Afterwards, I researched self balancing arduino robots and discovered that youtube quickly found a similar bot. I noticed some interesting differences between the two. The biggest difference was the motor power. The second biggest difference was the code, which was from a gitbub library derived from "MultiWii 23" firmware which "was the culmination of years of break-thru drone autopilot 'pilot feel' development" for quadcopter control during flight," from Carbonbird's professional team.

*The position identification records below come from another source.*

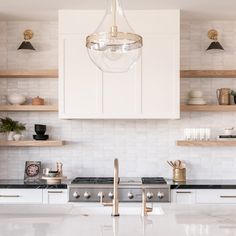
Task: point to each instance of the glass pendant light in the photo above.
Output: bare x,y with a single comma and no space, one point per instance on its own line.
114,47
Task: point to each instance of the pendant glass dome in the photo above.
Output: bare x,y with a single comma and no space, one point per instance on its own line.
114,47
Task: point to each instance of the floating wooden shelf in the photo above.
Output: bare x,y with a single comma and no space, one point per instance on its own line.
31,143
51,108
206,143
28,73
208,108
208,73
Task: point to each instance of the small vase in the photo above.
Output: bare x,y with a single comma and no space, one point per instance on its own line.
235,99
10,135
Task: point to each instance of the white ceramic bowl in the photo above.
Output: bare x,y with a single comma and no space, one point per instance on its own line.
16,99
195,94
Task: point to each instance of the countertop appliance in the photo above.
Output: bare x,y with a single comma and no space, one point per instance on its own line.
90,189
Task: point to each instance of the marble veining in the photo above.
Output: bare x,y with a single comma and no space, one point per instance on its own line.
197,220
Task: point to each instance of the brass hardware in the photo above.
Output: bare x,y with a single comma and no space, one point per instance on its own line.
28,34
187,192
228,196
9,195
136,41
212,34
55,191
100,195
115,201
114,31
145,209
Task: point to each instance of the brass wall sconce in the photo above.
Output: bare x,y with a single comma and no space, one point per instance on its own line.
213,35
26,44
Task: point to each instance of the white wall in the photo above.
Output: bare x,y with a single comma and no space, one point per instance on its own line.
142,146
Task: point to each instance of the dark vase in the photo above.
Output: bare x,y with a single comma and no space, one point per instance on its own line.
235,99
40,129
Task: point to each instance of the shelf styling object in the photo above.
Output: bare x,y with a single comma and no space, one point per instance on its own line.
26,44
37,101
16,99
233,93
11,127
114,47
32,171
40,132
215,45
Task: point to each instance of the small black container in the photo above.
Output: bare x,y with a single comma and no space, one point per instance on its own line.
40,129
235,99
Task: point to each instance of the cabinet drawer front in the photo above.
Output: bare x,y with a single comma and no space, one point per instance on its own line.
21,196
55,196
223,196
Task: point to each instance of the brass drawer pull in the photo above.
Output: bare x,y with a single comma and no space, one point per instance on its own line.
184,192
233,196
55,191
9,195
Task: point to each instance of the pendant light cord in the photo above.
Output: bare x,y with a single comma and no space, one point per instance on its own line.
114,28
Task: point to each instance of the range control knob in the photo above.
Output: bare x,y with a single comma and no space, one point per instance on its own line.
87,195
160,195
76,195
149,195
100,195
130,195
110,195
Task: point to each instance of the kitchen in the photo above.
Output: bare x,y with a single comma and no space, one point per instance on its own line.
93,118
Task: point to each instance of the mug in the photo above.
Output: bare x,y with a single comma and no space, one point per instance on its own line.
223,96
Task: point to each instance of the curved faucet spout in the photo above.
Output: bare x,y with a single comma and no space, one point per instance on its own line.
115,207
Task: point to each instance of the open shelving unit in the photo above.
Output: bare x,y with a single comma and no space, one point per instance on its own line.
46,108
211,143
208,73
32,143
207,108
29,74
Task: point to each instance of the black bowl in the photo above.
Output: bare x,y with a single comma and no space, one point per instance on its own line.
39,129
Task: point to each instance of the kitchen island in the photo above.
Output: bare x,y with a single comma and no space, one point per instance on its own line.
167,220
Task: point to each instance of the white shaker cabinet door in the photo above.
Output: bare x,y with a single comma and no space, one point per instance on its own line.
160,76
79,91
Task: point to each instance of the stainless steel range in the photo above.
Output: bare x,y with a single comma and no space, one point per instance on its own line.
90,189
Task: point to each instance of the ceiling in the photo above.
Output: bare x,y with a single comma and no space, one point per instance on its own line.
47,9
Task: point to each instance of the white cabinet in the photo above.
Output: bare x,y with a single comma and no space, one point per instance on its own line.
55,196
211,196
18,196
183,196
203,196
149,90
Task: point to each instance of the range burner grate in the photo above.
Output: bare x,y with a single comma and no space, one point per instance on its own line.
153,180
93,180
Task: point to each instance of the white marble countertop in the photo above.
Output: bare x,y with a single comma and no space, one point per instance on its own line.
167,220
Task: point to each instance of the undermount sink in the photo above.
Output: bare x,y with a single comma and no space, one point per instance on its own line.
124,209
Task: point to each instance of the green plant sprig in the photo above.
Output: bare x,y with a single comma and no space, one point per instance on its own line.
8,125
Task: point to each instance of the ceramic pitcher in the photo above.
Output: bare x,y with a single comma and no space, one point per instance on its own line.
223,96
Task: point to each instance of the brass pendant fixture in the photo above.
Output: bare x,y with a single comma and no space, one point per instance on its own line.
114,47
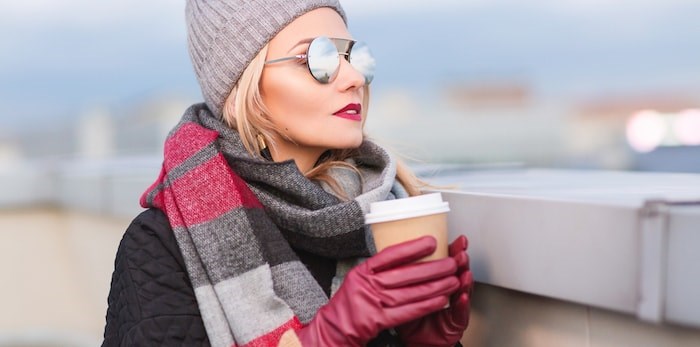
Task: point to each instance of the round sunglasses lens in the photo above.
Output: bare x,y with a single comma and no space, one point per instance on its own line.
323,59
362,60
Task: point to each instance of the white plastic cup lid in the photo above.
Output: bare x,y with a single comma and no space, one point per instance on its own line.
415,206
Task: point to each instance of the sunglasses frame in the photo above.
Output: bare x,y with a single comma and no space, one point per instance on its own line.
344,48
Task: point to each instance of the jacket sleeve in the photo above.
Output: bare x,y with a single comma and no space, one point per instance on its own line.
151,300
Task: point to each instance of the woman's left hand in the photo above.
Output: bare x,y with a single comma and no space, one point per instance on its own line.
445,327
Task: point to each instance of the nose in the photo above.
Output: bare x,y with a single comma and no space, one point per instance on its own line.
348,77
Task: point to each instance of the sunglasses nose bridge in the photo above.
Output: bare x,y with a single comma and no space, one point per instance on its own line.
351,76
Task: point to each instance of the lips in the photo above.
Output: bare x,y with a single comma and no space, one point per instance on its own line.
351,112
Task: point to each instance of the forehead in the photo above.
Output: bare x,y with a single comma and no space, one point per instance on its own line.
319,22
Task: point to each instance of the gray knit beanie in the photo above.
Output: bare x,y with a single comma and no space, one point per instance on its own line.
224,36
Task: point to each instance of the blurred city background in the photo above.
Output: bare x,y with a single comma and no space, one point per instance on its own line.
89,90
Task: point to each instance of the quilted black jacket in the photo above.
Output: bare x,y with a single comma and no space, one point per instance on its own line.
151,300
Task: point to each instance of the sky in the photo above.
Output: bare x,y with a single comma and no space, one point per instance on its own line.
59,57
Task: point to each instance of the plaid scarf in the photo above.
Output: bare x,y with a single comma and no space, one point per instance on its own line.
237,219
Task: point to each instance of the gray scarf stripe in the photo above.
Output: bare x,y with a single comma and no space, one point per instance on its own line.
242,263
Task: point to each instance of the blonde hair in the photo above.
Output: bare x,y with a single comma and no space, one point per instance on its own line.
245,111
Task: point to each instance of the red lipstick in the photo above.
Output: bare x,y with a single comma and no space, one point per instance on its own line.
350,111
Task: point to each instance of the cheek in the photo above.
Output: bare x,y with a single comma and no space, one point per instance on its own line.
286,97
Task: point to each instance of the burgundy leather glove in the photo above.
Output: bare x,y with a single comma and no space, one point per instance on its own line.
386,290
444,328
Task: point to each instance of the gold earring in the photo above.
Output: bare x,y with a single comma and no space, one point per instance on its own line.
264,151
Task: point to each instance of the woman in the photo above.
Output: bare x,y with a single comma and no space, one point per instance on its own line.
255,227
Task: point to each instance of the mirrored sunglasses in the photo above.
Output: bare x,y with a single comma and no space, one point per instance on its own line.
323,58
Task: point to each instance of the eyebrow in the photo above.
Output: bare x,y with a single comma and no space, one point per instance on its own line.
301,42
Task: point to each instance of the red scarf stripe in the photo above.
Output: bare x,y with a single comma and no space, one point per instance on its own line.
195,136
211,190
273,338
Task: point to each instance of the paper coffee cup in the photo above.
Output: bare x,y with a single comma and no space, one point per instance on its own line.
400,220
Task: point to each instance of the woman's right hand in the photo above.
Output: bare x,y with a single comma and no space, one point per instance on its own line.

Overall, given the time constraints of this project, I am proud of the control system and robot that I developed. If I were to continue development of this project, I would definitely experiment with smaller wheels and faster/more powerful motors, and a more powerful battery. The servos provided for the class were not ideal for the drive train. I would also further develop the control system to minimize the time to recovery and distance travelled during recovery. This would likely involve more research in feedback control systems (that I did not have as a freshman in college).

Update (2/21/20)

After having taken a course in feedback control systems, I decided to update this page with some insight I've gained. In hindsight, I essentially created and developed a P only control loop, feeding a gain times the difference between the set position and the actual position, where position was the gryo sensor feedback. If I were to re-do this project now, I would likley start by researching and experiementing with inverted pendulum control systems, which will likely involve a PID loop, rather than a simple P loop. This might also involve modeling the system with a transfer function that models robot position rather than robot anlge, as well as tuning system constants such that its gains minimize rise time and steady state error.